「サウナは好きだけど、アロマって実際どう使うの?」「種類が多すぎて何を選べばいいかわからない」——そんな方に向けて、この記事を書きました。
ロウリュのタイミングでアロマを少し加えるだけで、蒸気とともに香りがサウナ室全体にふわっと広がり、体験の質がひと段階上がります。しかも、ただ気持ちいいだけでなく、熱とアロマが組み合わさることで脳や自律神経にきちんとした働きかけがあることも、最近の研究からわかってきています。

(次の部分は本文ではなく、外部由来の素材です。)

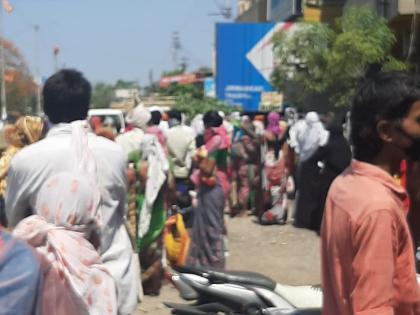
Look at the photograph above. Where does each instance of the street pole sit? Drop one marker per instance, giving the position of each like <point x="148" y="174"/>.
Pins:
<point x="56" y="51"/>
<point x="37" y="73"/>
<point x="2" y="70"/>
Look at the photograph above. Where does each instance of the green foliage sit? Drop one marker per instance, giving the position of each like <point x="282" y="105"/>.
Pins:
<point x="318" y="58"/>
<point x="182" y="89"/>
<point x="122" y="84"/>
<point x="102" y="95"/>
<point x="174" y="72"/>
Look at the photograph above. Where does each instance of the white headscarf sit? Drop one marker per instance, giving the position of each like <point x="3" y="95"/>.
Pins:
<point x="139" y="116"/>
<point x="312" y="136"/>
<point x="197" y="125"/>
<point x="158" y="165"/>
<point x="68" y="212"/>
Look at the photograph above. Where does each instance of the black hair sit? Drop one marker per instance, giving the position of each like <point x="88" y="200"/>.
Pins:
<point x="156" y="117"/>
<point x="175" y="114"/>
<point x="66" y="96"/>
<point x="382" y="96"/>
<point x="212" y="119"/>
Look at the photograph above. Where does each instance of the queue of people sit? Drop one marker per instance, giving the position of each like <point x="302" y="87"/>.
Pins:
<point x="95" y="219"/>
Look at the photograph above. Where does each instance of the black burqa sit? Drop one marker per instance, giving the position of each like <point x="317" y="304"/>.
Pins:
<point x="314" y="180"/>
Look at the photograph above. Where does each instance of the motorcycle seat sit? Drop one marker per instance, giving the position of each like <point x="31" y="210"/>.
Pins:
<point x="241" y="277"/>
<point x="238" y="277"/>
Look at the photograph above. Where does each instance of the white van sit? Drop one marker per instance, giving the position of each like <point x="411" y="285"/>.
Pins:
<point x="111" y="118"/>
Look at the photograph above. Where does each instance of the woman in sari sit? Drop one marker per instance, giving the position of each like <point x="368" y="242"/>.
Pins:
<point x="207" y="248"/>
<point x="153" y="167"/>
<point x="64" y="232"/>
<point x="25" y="131"/>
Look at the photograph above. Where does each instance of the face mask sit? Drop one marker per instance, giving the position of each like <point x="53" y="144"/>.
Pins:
<point x="413" y="151"/>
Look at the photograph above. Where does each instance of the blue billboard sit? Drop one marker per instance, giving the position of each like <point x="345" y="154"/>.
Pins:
<point x="244" y="62"/>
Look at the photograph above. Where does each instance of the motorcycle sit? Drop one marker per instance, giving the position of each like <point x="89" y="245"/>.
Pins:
<point x="238" y="292"/>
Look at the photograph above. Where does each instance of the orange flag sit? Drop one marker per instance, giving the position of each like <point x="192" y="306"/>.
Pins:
<point x="7" y="6"/>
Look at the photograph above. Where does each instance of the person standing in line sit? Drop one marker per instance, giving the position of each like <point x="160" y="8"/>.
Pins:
<point x="154" y="128"/>
<point x="138" y="118"/>
<point x="25" y="131"/>
<point x="180" y="142"/>
<point x="367" y="250"/>
<point x="310" y="138"/>
<point x="66" y="97"/>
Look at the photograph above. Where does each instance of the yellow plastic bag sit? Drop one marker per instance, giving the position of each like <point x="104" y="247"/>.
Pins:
<point x="177" y="240"/>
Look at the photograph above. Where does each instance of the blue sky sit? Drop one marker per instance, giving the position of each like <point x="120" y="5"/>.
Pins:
<point x="113" y="39"/>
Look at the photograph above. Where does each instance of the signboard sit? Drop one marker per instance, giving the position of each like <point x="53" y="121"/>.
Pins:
<point x="188" y="78"/>
<point x="281" y="10"/>
<point x="209" y="87"/>
<point x="245" y="61"/>
<point x="271" y="101"/>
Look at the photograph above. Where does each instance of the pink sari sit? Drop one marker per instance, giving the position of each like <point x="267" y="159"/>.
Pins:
<point x="68" y="216"/>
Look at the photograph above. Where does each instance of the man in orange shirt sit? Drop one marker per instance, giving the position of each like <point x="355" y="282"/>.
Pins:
<point x="367" y="253"/>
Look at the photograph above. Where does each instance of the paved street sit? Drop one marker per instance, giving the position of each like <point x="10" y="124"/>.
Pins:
<point x="286" y="254"/>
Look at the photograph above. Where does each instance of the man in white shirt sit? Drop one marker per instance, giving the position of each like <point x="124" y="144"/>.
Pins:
<point x="66" y="99"/>
<point x="130" y="141"/>
<point x="180" y="141"/>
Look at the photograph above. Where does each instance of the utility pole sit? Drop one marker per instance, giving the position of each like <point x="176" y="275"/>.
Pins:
<point x="37" y="72"/>
<point x="176" y="47"/>
<point x="56" y="51"/>
<point x="2" y="70"/>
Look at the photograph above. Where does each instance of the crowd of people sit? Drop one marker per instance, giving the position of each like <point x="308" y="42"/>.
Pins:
<point x="93" y="218"/>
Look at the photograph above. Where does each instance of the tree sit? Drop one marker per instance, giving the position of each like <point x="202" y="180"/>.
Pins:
<point x="122" y="84"/>
<point x="320" y="59"/>
<point x="20" y="86"/>
<point x="102" y="95"/>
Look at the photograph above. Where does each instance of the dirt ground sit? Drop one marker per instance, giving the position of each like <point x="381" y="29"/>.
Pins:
<point x="284" y="253"/>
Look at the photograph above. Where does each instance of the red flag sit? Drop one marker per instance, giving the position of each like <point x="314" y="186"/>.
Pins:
<point x="7" y="6"/>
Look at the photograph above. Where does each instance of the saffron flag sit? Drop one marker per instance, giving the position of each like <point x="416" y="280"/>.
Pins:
<point x="7" y="6"/>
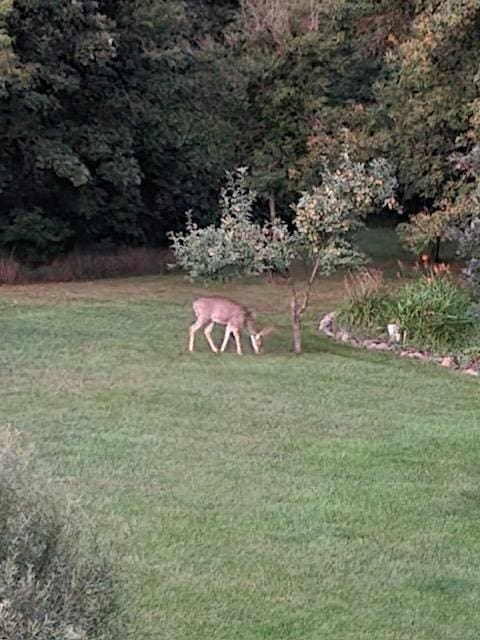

この記事では、アロマがもたらす効果のしくみから、香りの選び方、安全な使い方まで順を追って解説します。読み終わったら「今日からやってみよう」と思えるような内容を目指しましたので、ぜひ最後まで読んでみてください。
Contents
サウナ×アロマの効果
アロマをサウナで使う効果は、「いい香りだから癒やされる」という話だけではありません。体の中では、しっかりとしたことが起きています。
サウナの熱は一時的なストレスとして体に作用し、身体の回復力や恒常性を底上げする「適応的ホルメシス機構」を引き起こします。これは適度な運動が体を鍛えるのと少し似たメカニズムで、定期的なサウナ浴がこの働きを引き起こすことが複数の研究で示されています。
また、深部体温が上がるとβ-エンドルフィンが脳内で分泌され、気分の落ち込みや不安を和らげたり、睡眠の質を上げたりする効果とも結びついています。
そこにアロマが加わると、精油の揮発成分が呼吸を通じて肺から血流に届いたり、嗅神経を経由して脳に直接アクセスしたりします。この働きが熱の効果と重なって、相乗効果を生み出します。
さらに、視覚情報が少ないサウナ室では嗅覚が研ぎ澄まされ、漂う香りが「今ここにいる」という感覚を引き出して、自然とマインドフルな状態へ導いてくれます。
目的別・香りの系統と選び方
「今日のサウナに何を求めているか」を先に決めてから選ぶと、迷いがなくなります。

- ウッディ(樹木)系 白樺・ヒノキ・松など。深い森を歩くような落ち着いた香りで、じっくり休みたい週末のサウナにぴったりです。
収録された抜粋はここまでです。